Sunday after Thanksgiving I went to the golf course as I have done for over twenty years, usually playing with the same few guys. That day I knew one would not be there because he called and said he had hurt his back in a fall on Saturday. Another called in the morning before I left home. He had a sore shoulder. I knew other friends had a tee-time right after ours, so I thought I could find someone to play with. Two guys I did not know started their round soon after I arrived at 8:30 AM. No one else showed up, no one I knew or any stranger.
At home before our regular club play on Tuesday, I wrote a poem for my friends.
My Golf on Sunday, November 27, 2016 by Mike Bove
I see it rained a bit Saturday night.
It is Sunday now and golf, I might.
Who am I kidding?
Golf today? Damn right!
The grass is only damp, not dry as a bone.
Perfect conditions I dare say.
So, why, dear Julie, am I all alone?
Why did all my friends stay away?
They didn't show. They didn't even phone.
Could be Thanksgiving guests overstayed their welcome,
Mine have gone and left me here lonesome.
Can't be the weather. It's cold, but my fingers aren't numb.
Maybe playing golf at 50 degrees is dumb?
I'll go out myself, I've waited long enough.
Without distractions I'll stay out of the rough.
There will be bad shots, there always are.
But I'll write on the card only the good stuff.
OK, I lost a ball on the hill on number one.
On number two I lost a ball in the sun.
My drive on number three hit Gene's back door.
I got a hole-in-one on number four.
I would have bought you all a Coke or a beer.

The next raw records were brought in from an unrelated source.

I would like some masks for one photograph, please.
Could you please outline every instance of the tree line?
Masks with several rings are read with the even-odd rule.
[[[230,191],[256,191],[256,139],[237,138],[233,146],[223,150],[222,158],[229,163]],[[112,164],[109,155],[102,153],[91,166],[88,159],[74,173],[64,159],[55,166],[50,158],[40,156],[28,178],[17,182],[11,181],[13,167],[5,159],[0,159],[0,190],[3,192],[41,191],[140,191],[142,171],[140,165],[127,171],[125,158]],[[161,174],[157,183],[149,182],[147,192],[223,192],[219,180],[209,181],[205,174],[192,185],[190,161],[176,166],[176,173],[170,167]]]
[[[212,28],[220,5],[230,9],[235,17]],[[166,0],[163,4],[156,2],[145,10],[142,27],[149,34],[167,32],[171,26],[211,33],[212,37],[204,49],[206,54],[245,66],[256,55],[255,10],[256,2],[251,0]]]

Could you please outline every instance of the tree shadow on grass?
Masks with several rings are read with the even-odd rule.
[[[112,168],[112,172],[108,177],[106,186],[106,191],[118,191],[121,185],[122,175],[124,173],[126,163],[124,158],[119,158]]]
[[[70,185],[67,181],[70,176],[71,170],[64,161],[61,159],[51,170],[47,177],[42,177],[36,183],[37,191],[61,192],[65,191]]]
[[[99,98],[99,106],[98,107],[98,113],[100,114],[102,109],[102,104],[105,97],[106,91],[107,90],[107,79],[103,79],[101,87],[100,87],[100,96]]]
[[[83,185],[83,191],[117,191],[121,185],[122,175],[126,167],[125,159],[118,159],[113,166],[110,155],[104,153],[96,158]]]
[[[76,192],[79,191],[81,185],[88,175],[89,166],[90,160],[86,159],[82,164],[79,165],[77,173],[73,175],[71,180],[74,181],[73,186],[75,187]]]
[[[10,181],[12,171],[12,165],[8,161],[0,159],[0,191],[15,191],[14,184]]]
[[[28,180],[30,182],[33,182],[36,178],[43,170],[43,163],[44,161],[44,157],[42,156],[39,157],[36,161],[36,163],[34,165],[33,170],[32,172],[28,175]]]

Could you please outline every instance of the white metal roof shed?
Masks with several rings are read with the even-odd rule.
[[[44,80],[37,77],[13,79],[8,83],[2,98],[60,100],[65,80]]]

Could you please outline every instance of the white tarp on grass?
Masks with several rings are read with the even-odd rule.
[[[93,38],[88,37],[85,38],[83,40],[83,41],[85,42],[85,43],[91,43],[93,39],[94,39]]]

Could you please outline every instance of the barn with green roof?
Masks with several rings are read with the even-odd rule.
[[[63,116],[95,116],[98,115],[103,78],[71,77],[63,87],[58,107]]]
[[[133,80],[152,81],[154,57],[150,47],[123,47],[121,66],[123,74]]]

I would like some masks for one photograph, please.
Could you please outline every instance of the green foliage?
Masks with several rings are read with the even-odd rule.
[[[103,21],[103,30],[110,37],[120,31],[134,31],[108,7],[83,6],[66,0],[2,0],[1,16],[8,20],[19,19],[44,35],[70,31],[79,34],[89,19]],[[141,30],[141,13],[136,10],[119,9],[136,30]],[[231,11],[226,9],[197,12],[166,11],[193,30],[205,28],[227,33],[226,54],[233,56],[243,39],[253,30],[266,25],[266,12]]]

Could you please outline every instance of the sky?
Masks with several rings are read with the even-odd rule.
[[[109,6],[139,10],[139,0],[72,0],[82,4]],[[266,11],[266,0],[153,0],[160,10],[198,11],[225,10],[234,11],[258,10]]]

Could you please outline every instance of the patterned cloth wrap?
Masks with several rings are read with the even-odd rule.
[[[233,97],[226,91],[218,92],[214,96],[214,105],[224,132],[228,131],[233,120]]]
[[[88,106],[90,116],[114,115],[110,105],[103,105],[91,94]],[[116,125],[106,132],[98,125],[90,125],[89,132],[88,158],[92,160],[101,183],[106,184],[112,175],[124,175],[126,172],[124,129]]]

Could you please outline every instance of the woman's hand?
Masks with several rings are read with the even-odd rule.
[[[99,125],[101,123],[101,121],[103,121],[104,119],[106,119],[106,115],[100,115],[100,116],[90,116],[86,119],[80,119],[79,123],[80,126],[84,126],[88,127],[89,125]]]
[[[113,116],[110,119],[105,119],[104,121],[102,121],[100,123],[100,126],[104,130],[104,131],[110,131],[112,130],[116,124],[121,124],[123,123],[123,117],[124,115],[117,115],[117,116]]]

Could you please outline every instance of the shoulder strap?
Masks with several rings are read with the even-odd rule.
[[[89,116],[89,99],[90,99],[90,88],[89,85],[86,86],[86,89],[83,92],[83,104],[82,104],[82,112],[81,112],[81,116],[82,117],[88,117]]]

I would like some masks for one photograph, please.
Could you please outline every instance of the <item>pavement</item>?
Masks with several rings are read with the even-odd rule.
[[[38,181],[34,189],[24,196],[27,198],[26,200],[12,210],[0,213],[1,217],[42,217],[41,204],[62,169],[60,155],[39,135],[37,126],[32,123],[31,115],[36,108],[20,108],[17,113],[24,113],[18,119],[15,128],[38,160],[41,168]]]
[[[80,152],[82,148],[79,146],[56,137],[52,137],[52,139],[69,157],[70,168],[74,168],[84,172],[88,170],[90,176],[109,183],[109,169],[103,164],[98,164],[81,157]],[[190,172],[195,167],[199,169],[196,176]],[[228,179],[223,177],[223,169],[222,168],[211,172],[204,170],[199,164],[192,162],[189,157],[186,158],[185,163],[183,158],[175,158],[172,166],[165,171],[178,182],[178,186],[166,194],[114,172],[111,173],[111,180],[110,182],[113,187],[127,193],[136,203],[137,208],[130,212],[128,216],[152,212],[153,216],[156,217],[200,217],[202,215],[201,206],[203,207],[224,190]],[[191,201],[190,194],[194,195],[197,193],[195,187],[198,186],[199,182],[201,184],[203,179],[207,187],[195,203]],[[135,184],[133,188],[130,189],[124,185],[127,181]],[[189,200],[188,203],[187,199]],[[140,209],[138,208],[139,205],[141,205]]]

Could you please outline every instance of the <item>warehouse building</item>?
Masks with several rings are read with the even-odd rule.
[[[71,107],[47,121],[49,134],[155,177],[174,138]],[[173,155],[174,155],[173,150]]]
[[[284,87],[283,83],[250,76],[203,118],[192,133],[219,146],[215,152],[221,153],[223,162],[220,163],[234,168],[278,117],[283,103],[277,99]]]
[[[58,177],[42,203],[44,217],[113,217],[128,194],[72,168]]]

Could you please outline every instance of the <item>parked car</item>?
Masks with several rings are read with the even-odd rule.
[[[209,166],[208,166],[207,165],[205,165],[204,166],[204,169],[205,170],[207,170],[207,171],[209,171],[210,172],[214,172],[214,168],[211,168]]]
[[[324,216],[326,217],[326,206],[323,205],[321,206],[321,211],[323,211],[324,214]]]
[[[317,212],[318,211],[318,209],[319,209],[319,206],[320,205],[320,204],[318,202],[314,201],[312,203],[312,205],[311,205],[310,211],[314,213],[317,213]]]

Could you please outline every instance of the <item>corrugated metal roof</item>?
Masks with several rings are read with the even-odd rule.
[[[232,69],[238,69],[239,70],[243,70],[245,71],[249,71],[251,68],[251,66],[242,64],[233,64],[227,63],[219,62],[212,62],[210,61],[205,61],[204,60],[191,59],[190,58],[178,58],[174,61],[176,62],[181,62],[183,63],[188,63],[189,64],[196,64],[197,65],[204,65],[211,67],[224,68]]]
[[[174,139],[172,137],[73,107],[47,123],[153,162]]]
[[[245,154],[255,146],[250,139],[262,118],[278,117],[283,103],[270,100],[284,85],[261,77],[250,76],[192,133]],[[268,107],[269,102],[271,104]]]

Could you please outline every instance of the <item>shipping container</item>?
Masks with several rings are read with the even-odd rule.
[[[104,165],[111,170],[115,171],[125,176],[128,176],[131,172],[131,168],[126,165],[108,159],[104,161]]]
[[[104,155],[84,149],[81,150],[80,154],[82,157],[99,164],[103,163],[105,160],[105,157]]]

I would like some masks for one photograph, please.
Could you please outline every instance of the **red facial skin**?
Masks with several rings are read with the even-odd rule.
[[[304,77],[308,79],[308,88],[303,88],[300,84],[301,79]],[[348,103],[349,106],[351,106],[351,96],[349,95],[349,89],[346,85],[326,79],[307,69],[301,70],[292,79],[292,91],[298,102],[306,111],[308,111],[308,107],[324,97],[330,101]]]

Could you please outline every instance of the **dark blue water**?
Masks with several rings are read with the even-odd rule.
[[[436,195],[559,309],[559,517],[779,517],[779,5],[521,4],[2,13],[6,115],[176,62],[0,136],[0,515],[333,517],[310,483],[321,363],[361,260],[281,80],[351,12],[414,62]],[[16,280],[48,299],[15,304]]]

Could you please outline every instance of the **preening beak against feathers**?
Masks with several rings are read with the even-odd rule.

Too bad, you bastards, maybe next year.
The following is also a true story
Bobcat Took My Ball by Mike Bove 12/06/2016
Tuesday Men's League on hole number two
A magic swing came out of the blue.
I thought Wow this could be a good day
When my tee shot landed in the fairway.
Look, a bobcat, someone said excitedly.
I saw it, a young one walking cautiously
And that wasn't all,
It approached my ball.
A second cat followed behind
To see what the first did find.
It was my ball Cat A was smelling.
Cat B ran when I started yelling.
Because Cat A had my ball in mouth
I yelled in fear my game go south.
Not wanting that lucky ball to go,
For I had hit one good shot in a row.
Both cats went back to from where they came.
I guess stealing golf balls was their game.
We carted up to the scene of the crime,
and looked into the wash for a short time.
No cat or ball to be seen or found,
I dropped another Titleist onto the ground.
One hundred thirty yards left to the green,
A nine-iron's there if I hit it clean.
I did not assess a penalty
Because the foursome did agree.
We saw the robber take the first ball
And at the correct spot the second did fall.
I was confident the decision was right
But searched the rule book into the night.
I emailed my story to the USGA
And waited to hear what they would say.
Just as my search gave me no solution
Their reply gave me no absolution.
So I emailed the USGA again
And this answer came from a guy named Ben.
Ben said since I witnessed the thieving cat
And was certain of the spot the Titleist sat,
A drop with no penalty is the correct ruling,
Unless, of course, you are April fooling.